Henrietta replied, her words lost in the noise. The downpour slammed against the ground, making hearing anything impossible. They trudged toward the folly, picking through debris strewn across the path.
Jacks held a lamp, but the flickering light did little to ease the way. Henrietta moved ahead of him, her steps nimble and quick. She dodged up the steps of the folly, disappearing into the cavernous blackness that was its entrance.
Dominic muttered under his breath and picked up his pace. Infuriating woman. He’d have two to worry about if she wasn’t careful. He eased into the darkness, taking the lamp from Jacks and holding it up to see inside the oval-shaped orifice. Henrietta stood in the middle, eyes wide. She shook her head when the light fell upon her face. She was speaking but the words were silently whipped away into the night.
Leaning close, he put his ear to her mouth to hear her better.
“She’s not here.” Worry crowded her syllables, and his chest tightened.
“We’ll find her.”
He straightened, pushing back the urge to hug Henrietta and tell her everything would be fine.
Before he knew what she was doing, she grabbed his hand and Jacks’s. He glanced down, and realized she was praying. Holding up the lamp, he saw that her eyes were closed and her lips were moving softly and though he could not hear her words, he felt them.

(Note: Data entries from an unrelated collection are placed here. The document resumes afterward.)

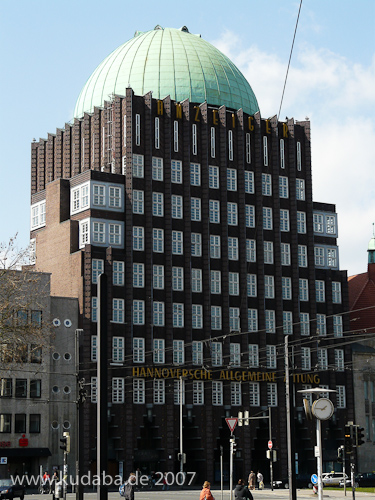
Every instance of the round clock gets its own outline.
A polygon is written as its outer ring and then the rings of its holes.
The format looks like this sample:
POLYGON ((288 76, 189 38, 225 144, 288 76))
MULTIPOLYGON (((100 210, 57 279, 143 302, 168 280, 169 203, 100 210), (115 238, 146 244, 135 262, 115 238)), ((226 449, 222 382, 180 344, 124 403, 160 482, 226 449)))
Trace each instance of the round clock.
POLYGON ((306 398, 303 399, 303 407, 305 409, 305 414, 306 414, 307 420, 312 420, 312 415, 311 415, 311 409, 310 409, 309 400, 306 399, 306 398))
POLYGON ((314 401, 311 412, 319 420, 328 420, 333 415, 333 403, 330 399, 320 398, 314 401))

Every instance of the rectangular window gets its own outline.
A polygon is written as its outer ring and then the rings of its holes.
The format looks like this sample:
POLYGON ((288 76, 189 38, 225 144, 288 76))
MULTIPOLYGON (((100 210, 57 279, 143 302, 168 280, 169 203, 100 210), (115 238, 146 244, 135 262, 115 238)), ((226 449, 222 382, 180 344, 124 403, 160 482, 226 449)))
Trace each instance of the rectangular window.
POLYGON ((164 289, 164 266, 152 266, 153 287, 158 290, 164 289))
POLYGON ((133 214, 144 213, 144 192, 133 190, 133 214))
POLYGON ((335 368, 338 372, 345 369, 344 349, 335 349, 335 368))
POLYGON ((310 347, 301 347, 301 368, 302 370, 311 370, 310 347))
POLYGON ((318 365, 320 370, 328 370, 328 350, 318 347, 317 350, 318 365))
POLYGON ((260 388, 259 382, 249 383, 250 406, 260 406, 260 388))
POLYGON ((112 299, 112 322, 123 323, 125 320, 124 299, 112 299))
POLYGON ((299 267, 307 267, 307 246, 298 245, 298 265, 299 267))
POLYGON ((248 274, 247 275, 247 296, 256 297, 257 296, 257 275, 248 274))
POLYGON ((215 127, 211 127, 211 158, 216 155, 215 127))
POLYGON ((272 196, 272 177, 271 174, 262 174, 262 195, 272 196))
POLYGON ((285 168, 285 141, 280 139, 280 168, 285 168))
POLYGON ((144 250, 144 227, 133 226, 133 250, 144 250))
POLYGON ((202 235, 200 233, 191 233, 191 256, 202 256, 202 235))
POLYGON ((258 311, 257 309, 247 310, 247 329, 249 332, 258 331, 258 311))
POLYGON ((230 383, 230 403, 232 406, 242 405, 241 382, 230 383))
POLYGON ((249 133, 246 134, 246 163, 251 163, 251 136, 249 133))
POLYGON ((302 302, 309 301, 309 281, 305 278, 299 279, 299 300, 302 302))
POLYGON ((27 380, 16 378, 16 398, 26 398, 27 397, 27 380))
POLYGON ((230 307, 229 308, 229 329, 231 332, 240 331, 240 308, 230 307))
POLYGON ((91 321, 98 321, 98 297, 91 297, 91 321))
POLYGON ((135 115, 135 145, 141 145, 141 115, 135 115))
POLYGON ((16 434, 26 432, 26 415, 24 413, 16 413, 14 415, 14 432, 16 434))
POLYGON ((201 166, 199 163, 190 163, 190 185, 201 185, 201 166))
POLYGON ((42 381, 40 379, 30 380, 30 398, 40 398, 42 395, 42 381))
POLYGON ((231 342, 229 344, 230 350, 230 366, 241 366, 241 344, 231 342))
POLYGON ((105 206, 105 186, 94 184, 93 187, 93 204, 98 207, 105 206))
POLYGON ((109 186, 109 206, 121 208, 121 189, 115 186, 109 186))
POLYGON ((300 330, 301 335, 310 335, 310 315, 309 313, 300 313, 300 330))
POLYGON ((221 255, 221 244, 220 244, 220 236, 216 236, 214 234, 210 235, 210 257, 211 259, 220 259, 221 255))
POLYGON ((237 226, 237 203, 227 203, 228 225, 237 226))
POLYGON ((79 246, 84 247, 86 243, 89 243, 89 223, 87 220, 82 220, 79 222, 79 246))
POLYGON ((133 338, 133 363, 145 362, 145 339, 140 337, 133 338))
POLYGON ((182 404, 185 404, 185 380, 175 380, 174 381, 174 397, 173 397, 173 403, 175 405, 179 405, 180 401, 182 404), (181 397, 182 396, 182 397, 181 397))
POLYGON ((183 199, 182 196, 172 194, 172 219, 182 219, 183 217, 183 199))
POLYGON ((173 328, 184 327, 184 304, 173 304, 173 328))
POLYGON ((281 287, 282 287, 283 300, 291 300, 292 299, 292 278, 283 276, 281 278, 281 287))
POLYGON ((314 233, 324 233, 324 217, 322 214, 313 215, 314 233))
POLYGON ((223 382, 221 381, 212 381, 212 404, 213 406, 223 404, 223 382))
POLYGON ((160 120, 155 118, 155 149, 160 149, 160 120))
POLYGON ((0 432, 10 433, 12 431, 12 415, 10 413, 0 413, 0 432))
POLYGON ((220 201, 218 200, 209 201, 209 215, 211 223, 213 224, 220 223, 220 201))
POLYGON ((202 292, 202 269, 191 270, 191 291, 193 293, 202 292))
POLYGON ((315 265, 317 267, 324 267, 324 248, 314 248, 315 265))
POLYGON ((191 220, 200 221, 201 220, 201 200, 200 198, 191 198, 191 220))
POLYGON ((112 377, 112 403, 125 401, 125 380, 122 377, 112 377))
POLYGON ((155 253, 164 253, 164 230, 153 228, 152 230, 152 250, 155 253))
POLYGON ((237 170, 235 168, 227 168, 227 190, 237 191, 237 170))
POLYGON ((125 359, 124 337, 112 337, 112 361, 123 363, 125 359))
POLYGON ((221 330, 221 307, 211 306, 211 329, 221 330))
POLYGON ((297 200, 305 200, 305 180, 296 179, 296 198, 297 200))
POLYGON ((306 233, 306 213, 297 212, 297 233, 306 233))
POLYGON ((192 361, 193 365, 199 366, 203 364, 203 342, 200 340, 193 340, 192 361))
POLYGON ((133 300, 133 325, 145 324, 145 301, 133 300))
POLYGON ((318 335, 321 336, 327 335, 327 324, 326 324, 325 314, 316 315, 316 330, 318 335))
POLYGON ((98 283, 98 277, 104 272, 104 260, 102 259, 92 259, 91 263, 92 269, 92 283, 98 283))
POLYGON ((184 253, 184 233, 182 231, 172 231, 172 254, 183 255, 184 253))
POLYGON ((289 210, 280 210, 280 231, 289 232, 289 210))
POLYGON ((159 158, 156 156, 152 157, 152 180, 163 180, 163 158, 159 158))
POLYGON ((293 314, 291 311, 283 311, 283 331, 285 335, 293 333, 293 314))
POLYGON ((171 182, 182 184, 182 161, 171 160, 171 182))
POLYGON ((153 303, 153 323, 154 326, 165 325, 164 302, 153 303))
POLYGON ((277 358, 276 358, 276 346, 267 345, 266 346, 266 365, 267 368, 276 369, 277 358))
POLYGON ((268 140, 267 136, 263 136, 263 164, 268 167, 268 140))
POLYGON ((245 193, 254 194, 255 183, 254 183, 254 172, 245 170, 245 193))
POLYGON ((336 385, 336 391, 337 391, 337 396, 336 396, 336 401, 337 401, 337 408, 346 408, 346 392, 345 392, 345 385, 336 385))
POLYGON ((266 309, 266 333, 276 333, 276 317, 275 311, 266 309))
POLYGON ((194 123, 191 128, 191 135, 192 135, 192 153, 193 155, 198 154, 198 137, 197 137, 197 126, 194 123))
POLYGON ((94 243, 105 242, 105 224, 104 222, 93 222, 92 240, 94 243))
POLYGON ((334 337, 342 337, 343 328, 342 328, 342 316, 334 315, 333 316, 333 336, 334 337))
MULTIPOLYGON (((178 121, 173 122, 173 151, 178 152, 178 121)), ((172 160, 173 161, 173 160, 172 160)), ((172 181, 174 182, 174 181, 172 181)))
POLYGON ((279 177, 279 196, 280 198, 289 198, 288 177, 280 175, 279 177))
POLYGON ((297 170, 302 170, 301 143, 297 142, 297 170))
POLYGON ((165 341, 164 339, 154 339, 153 342, 153 361, 157 365, 165 363, 165 341))
POLYGON ((98 402, 98 378, 91 377, 91 403, 98 402))
POLYGON ((221 271, 210 271, 211 293, 221 294, 221 271))
POLYGON ((91 361, 98 361, 98 336, 91 335, 91 361))
POLYGON ((336 234, 336 215, 326 215, 326 233, 336 234))
POLYGON ((191 326, 194 330, 203 328, 203 306, 200 304, 191 306, 191 326))
POLYGON ((277 406, 277 384, 270 382, 267 384, 268 406, 277 406))
POLYGON ((134 378, 133 379, 133 403, 134 404, 144 404, 145 399, 146 399, 145 379, 134 378))
POLYGON ((154 379, 154 404, 163 405, 165 403, 165 380, 154 379))
POLYGON ((112 279, 115 286, 124 286, 125 265, 119 260, 113 261, 112 279))
POLYGON ((12 397, 13 380, 11 378, 1 378, 0 379, 0 397, 11 398, 12 397))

The pattering of rain and the growling of thunder all coalesced into one strange moment of peace in which he wondered if God would hear this unconventional woman. Would He answer in the way they wanted him to? He closed his eyes, her small hand enfolded in his, her fingers tiny yet strong.
And then she let go.
Jacks met his eyes, shrugging as though the foibles of woman fazed him not. For his part, Dominic just wanted to find Louise. The more time that passed, the more likely she’d caught sick.
She could be at home, of course. Just because she was missing didn’t mean she’d been outside. But the twisting pain in his gut told him otherwise. She was out here, somewhere, alone.
Henrietta had left the center circle. She explored the circumference of the folly, going from pillar to pillar, her skirts wet and dragging.
Dominic gave the lamp to Jacks. “Stay here in the middle. If Louise is out there, she’ll see your light.” He strode to the stairs and, shielding his eyes, looked out over the landscape for anything that could be construed as human. Nothing but rocks and trees and sloping land in the grayish dirge.
A shout filtered through the noise of the storm. Pivoting, Dominic saw the light swinging crazily back and forth.
He strode back into the folly and there was Louise, lying in Henrietta’s lap. They were shivering and when Henrietta looked up, he couldn’t tell whether her eyes were wet with rain or tears. Louise’s hair was plastered to her head, and violent spasms wracked her body.
He kneeled, taking her from Henrietta. His niece snuggled into him, not talking, which was worrisome in and of itself.
“Her ankle is twisted.”
Dominic followed Henrietta’s pointing finger to Louise’s right foot, which was without a shoe and garish in the flickering, black-blue light. As round as an orange, and puffy. He pulled Louise closer to his chest, beckoning with his chin for the others to follow.
Henrietta took the lamp to lead the way, and Jacks attempted to hold his coat over Louise as they stumbled back to the carriage. Jacks went in first, then Dominic handed Louise up to him. In the carriage light, her lips were tinged blue and her eyes closed. He had never seen such pale eyelids, devoid of coloration.
He helped Henrietta in, then followed. Jacks laid Louise on his lap, and every so often, her body shook with tremors. Tension rode back to the house with them, and Louise said nothing. Dominic could not recall ever feeling so helpless in his life, except in the aftermath of his own seizures. The full scope of humanity’s fragile hold on life glared at him accusingly.
Louise might have died. Could still die.